The couple were transported south to Tucson and appeared in federal court to hear they will face charges related to the April death of 72-year-old Frank Bligh, whose body has not been found.
They also will likely face federal kidnapping charges after tying up their guards in the back of the van and driving it in their escape, the FBI said. It’s not clear if they have attorneys to speak on their behalf.
Authorities believe at least three or four people helped the couple during their time on the run. The Barksdales were wearing clean clothes and had to have gotten a ride to the remote area, Gonzales said. He believes they were trying to collect enough money to flee to Canada.
He did not identify the owner of the home where they were staying but said that person had served time for drug-related offenses and was on federal probation.
It wasn’t clear yet if the initial tipster would receive the $35,000 reward that had been offered for the couple’s capture. That person had no direct sightings or interactions with the Barksdales, just advised authorities to go look around Punkin Center, Gonzales said.

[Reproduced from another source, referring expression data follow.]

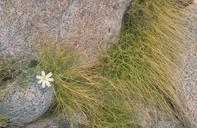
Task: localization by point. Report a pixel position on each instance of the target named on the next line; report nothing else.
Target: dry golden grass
(138, 68)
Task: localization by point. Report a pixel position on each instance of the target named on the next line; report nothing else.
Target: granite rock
(90, 25)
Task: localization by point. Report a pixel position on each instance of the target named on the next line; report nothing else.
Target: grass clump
(145, 57)
(80, 88)
(138, 68)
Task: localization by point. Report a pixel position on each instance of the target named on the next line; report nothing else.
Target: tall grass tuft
(144, 60)
(138, 68)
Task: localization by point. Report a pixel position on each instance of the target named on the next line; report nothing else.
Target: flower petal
(43, 74)
(43, 84)
(38, 77)
(48, 83)
(49, 75)
(40, 81)
(50, 79)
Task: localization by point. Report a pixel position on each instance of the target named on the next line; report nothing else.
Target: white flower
(44, 79)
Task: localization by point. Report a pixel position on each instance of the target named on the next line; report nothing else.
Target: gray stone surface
(189, 63)
(26, 104)
(91, 24)
(88, 24)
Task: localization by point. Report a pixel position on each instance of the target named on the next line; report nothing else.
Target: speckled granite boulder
(26, 104)
(89, 24)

The Barksdales escaped Aug. 26 in Utah while being brought from upstate New York to Tucson. The couple overpowered two private security guards in the transport van after Susan Barksdale faked a medical emergency, authorities said.
Gonzales previously told The Associated Press that the couple tied up the unarmed guards with shoe laces and took a key to remove their own waist restraints. A third prisoner was present but not involved.
From there, the Barksdales drove the van with the three in the back into Arizona. Once they got to the middle of the state, around the tiny town of St. Johns, they picked up a friend’s red GMC Sierra pickup truck. The couple drove both vehicles to a remote area outside town and abandoned the van, Gonzales said.
It took the guards more than two hours to free themselves. By the time authorities reached the guards, the couple had been gone for several hours.
For about a week after the escape, digital highway signs displayed a message about the fugitives and the pickup. Authorities took down the message after concluding the couple likely were no longer using the truck, which is still missing.
Associated Press writer Paul Davenport in Phoenix contributed to this report.